Jeffrey Bedser, COO of infosec threat-management company ICG, answers readers' cybersecurity questions.
Q: What approaches do you recommend for cost-justifying anticybercrime measures in the corporate world?
A: I have found that many boards tend to react more favorably to data that demonstrates the whole picture in terms of cyberloss. Take a look into what areas the company does business, and where they are impacted by connectivity to the cyberworld. Are there Internet gray market losses? Any losses to credit card fraud? Public relations damage? Internet stock manipulation? Loss of proprietary data? Pending litigation? Who in the Internet community -- activists, hactivists, competitors, former employees, employees, identity thieves, geopolitical entities, foreign governments, terrorists -- has any interest in causing you cyberharm? (You can always add the cost of any known cybersecurity breaches at this point.) Ranking those threats and putting dollar signs to them will show the impact on company revenue.

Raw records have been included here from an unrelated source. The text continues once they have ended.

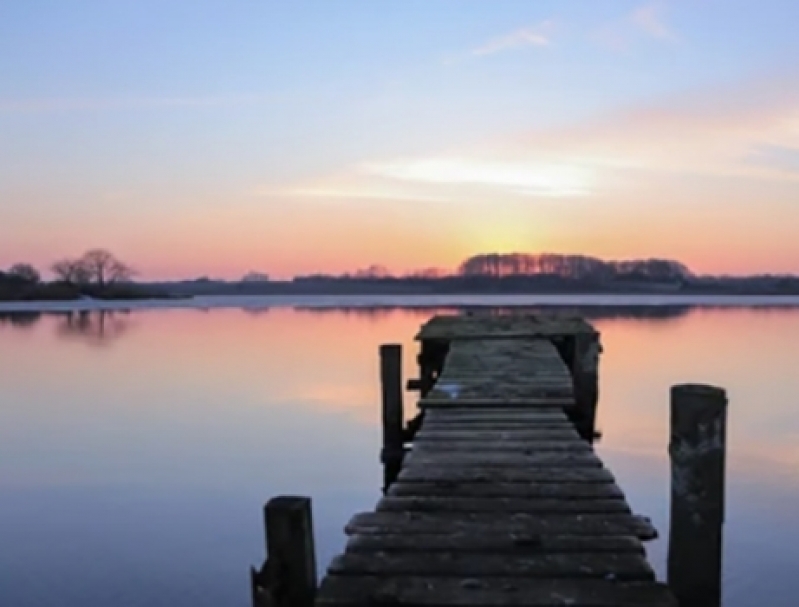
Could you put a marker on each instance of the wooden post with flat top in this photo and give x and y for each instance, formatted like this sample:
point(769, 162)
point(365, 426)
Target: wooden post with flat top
point(393, 418)
point(288, 578)
point(585, 371)
point(697, 450)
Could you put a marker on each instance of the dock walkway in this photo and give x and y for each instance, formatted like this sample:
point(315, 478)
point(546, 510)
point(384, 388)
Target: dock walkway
point(500, 498)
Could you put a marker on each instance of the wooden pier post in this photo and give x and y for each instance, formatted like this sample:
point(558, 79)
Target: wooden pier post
point(697, 450)
point(585, 371)
point(393, 416)
point(288, 578)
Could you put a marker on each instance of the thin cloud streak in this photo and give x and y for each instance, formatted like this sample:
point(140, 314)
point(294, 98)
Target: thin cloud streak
point(702, 135)
point(529, 36)
point(647, 21)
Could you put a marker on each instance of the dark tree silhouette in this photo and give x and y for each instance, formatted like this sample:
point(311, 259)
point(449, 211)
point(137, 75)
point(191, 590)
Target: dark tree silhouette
point(103, 268)
point(70, 271)
point(25, 272)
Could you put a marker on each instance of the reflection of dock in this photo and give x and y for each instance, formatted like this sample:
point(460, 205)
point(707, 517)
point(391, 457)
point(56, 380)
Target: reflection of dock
point(494, 494)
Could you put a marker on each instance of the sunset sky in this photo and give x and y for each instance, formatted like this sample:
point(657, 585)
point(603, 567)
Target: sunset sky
point(214, 138)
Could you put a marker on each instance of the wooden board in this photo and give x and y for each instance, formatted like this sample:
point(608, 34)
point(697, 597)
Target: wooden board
point(539, 399)
point(478, 474)
point(491, 459)
point(447, 523)
point(442, 446)
point(623, 567)
point(501, 504)
point(483, 435)
point(407, 591)
point(562, 490)
point(496, 543)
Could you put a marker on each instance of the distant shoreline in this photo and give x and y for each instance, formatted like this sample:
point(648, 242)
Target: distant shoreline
point(252, 302)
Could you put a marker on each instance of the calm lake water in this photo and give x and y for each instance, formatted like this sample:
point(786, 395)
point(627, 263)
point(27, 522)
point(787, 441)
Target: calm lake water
point(137, 449)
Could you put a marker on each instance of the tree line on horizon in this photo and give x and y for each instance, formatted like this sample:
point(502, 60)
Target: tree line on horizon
point(97, 273)
point(502, 265)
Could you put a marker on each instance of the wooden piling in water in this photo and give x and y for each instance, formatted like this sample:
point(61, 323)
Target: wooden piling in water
point(288, 578)
point(393, 415)
point(585, 371)
point(697, 450)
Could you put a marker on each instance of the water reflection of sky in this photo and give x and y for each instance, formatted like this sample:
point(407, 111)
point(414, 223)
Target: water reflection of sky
point(136, 450)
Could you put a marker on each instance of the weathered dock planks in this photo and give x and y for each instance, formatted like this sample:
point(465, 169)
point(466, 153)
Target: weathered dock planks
point(500, 500)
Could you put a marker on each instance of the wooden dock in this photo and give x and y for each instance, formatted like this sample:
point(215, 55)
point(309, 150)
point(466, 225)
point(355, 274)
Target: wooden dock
point(494, 495)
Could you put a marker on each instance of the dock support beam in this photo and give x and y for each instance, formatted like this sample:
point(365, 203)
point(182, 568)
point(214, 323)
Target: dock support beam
point(585, 371)
point(393, 417)
point(697, 450)
point(288, 578)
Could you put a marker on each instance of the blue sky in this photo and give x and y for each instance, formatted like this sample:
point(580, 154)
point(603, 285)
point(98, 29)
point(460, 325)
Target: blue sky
point(209, 137)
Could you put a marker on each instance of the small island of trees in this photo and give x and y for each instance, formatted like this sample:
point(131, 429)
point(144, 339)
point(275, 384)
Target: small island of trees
point(96, 274)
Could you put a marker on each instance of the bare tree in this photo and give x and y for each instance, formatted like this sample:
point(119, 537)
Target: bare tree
point(69, 271)
point(26, 272)
point(97, 263)
point(102, 268)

I do see many companies outsourcing this process to consultants. That happens for three reasons: limited time and labor resources, limited domain knowledge and less exposure to the impact of bad news.
Q: In what case is my company legally obligated to report a security incident to the authorities?

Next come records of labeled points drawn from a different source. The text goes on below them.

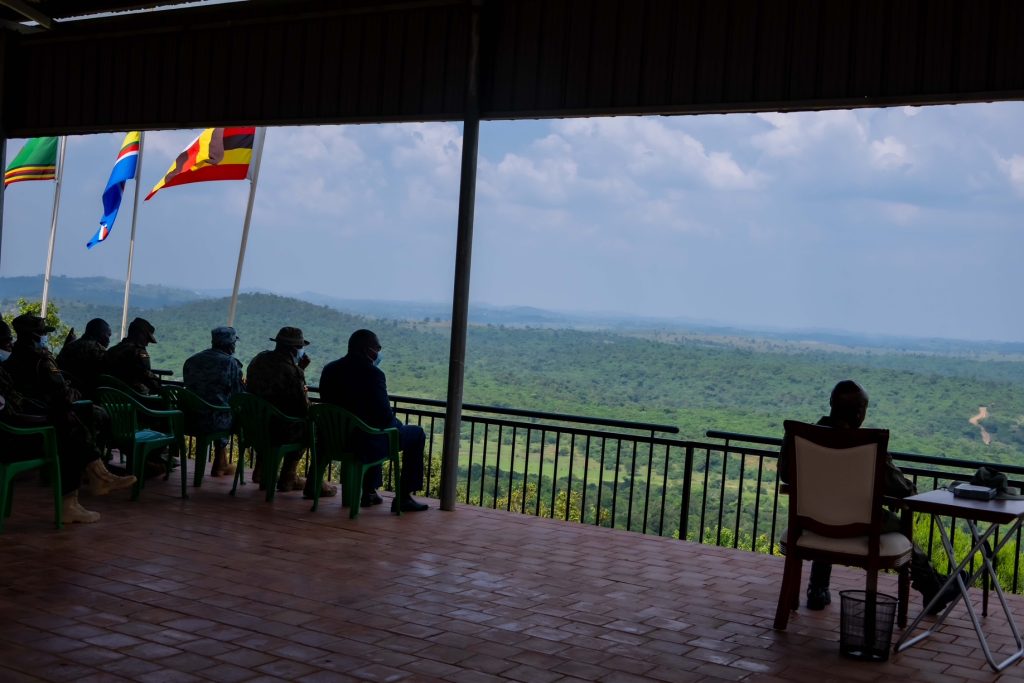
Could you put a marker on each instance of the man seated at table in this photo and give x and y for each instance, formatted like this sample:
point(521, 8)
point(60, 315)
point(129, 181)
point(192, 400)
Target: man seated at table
point(848, 410)
point(357, 384)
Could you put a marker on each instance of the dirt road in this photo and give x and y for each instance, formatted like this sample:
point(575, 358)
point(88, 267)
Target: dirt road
point(986, 438)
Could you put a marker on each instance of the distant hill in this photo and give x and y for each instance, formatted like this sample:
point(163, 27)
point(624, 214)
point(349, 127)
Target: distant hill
point(693, 381)
point(74, 293)
point(100, 291)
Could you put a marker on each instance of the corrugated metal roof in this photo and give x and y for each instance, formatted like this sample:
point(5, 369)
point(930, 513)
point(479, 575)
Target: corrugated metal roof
point(308, 61)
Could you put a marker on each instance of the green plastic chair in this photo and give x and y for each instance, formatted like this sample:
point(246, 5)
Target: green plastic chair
point(124, 412)
point(154, 401)
point(254, 417)
point(190, 402)
point(11, 468)
point(333, 428)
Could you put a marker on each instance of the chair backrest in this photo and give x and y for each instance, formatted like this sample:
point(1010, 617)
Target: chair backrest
point(150, 400)
point(332, 425)
point(838, 478)
point(121, 409)
point(253, 416)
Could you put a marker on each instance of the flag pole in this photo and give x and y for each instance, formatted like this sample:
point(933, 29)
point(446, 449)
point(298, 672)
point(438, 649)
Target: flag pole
point(257, 157)
point(131, 240)
point(53, 226)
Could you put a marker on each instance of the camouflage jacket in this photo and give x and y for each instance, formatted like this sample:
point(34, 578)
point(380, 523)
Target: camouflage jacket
point(36, 376)
point(82, 363)
point(215, 376)
point(130, 364)
point(273, 376)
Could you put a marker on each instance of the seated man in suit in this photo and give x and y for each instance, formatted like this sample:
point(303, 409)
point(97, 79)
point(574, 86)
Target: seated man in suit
point(357, 384)
point(848, 410)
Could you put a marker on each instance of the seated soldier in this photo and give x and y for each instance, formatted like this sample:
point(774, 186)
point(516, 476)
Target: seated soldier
point(215, 375)
point(129, 361)
point(43, 392)
point(6, 341)
point(278, 377)
point(82, 359)
point(849, 408)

A: My best answer would be that when you know a crime has been committed you are ethically obligated to report it. The real question is to what legal authority should it be reported.
A major facet of cybercrime is that in most cases it transcends geopolitical boundaries. Thus, making the call on my jurisdiction can be a tough one. It can also be complicated by the nuances of which law enforcement entity is chartered to deal with this particular infraction.
I have had the best success within the boundaries of the American justice system by going straight to the U.S. Attorney's Office for referral of criminal matters. While not all crimes fall into this jurisdiction, the U.S. Attorney's Office in each state maintains a cybercrime contact. It will put you in touch with the right law enforcement organization.
Q: Given all the investment in defensive measures, are companies generally less prone to serious cybercrime than they were, say, two years ago? If no, why not?
A: Most investments during the past two years (according to most surveys I keep up with and have seen) indicate that the spending on cybercrime prevention has been through technology that faces outward. This means technologies that protect the organization from the threats that lie outside of the firewall. While this is a good practice and a necessary measure, it is the tip of the iceberg.
The majority of studies into the damages that organizations have had from cybercrime incidents show that anywhere from 70 percent to 90 percent of incidents originated internally. This may be an employee, or a former employee with active root-access privileges to his former employer's network. The financial impact is directly tied to a failure to implement internal controls and a security policy that could have prevented the damages from ever happening.
In direct answer to your question, companies are more prone to cybercrime incidents now than they were two years ago for the following reasons: the security measures that have been implemented are not designed to protect against the highest threat level, and the threats that target organizations are dynamic and in real-time. Do not for a moment believe that you can rest on your laurels.
Cybersecurity is a task that requires constant vigilance. Every new security measure has two to three exploits being developed (not to the specific security measure, but to the network as a whole).
The only measure that will truly reduce your exposure to cybercrime losses is constant vigilance, and a holistic approach to your organization's vulnerabilities.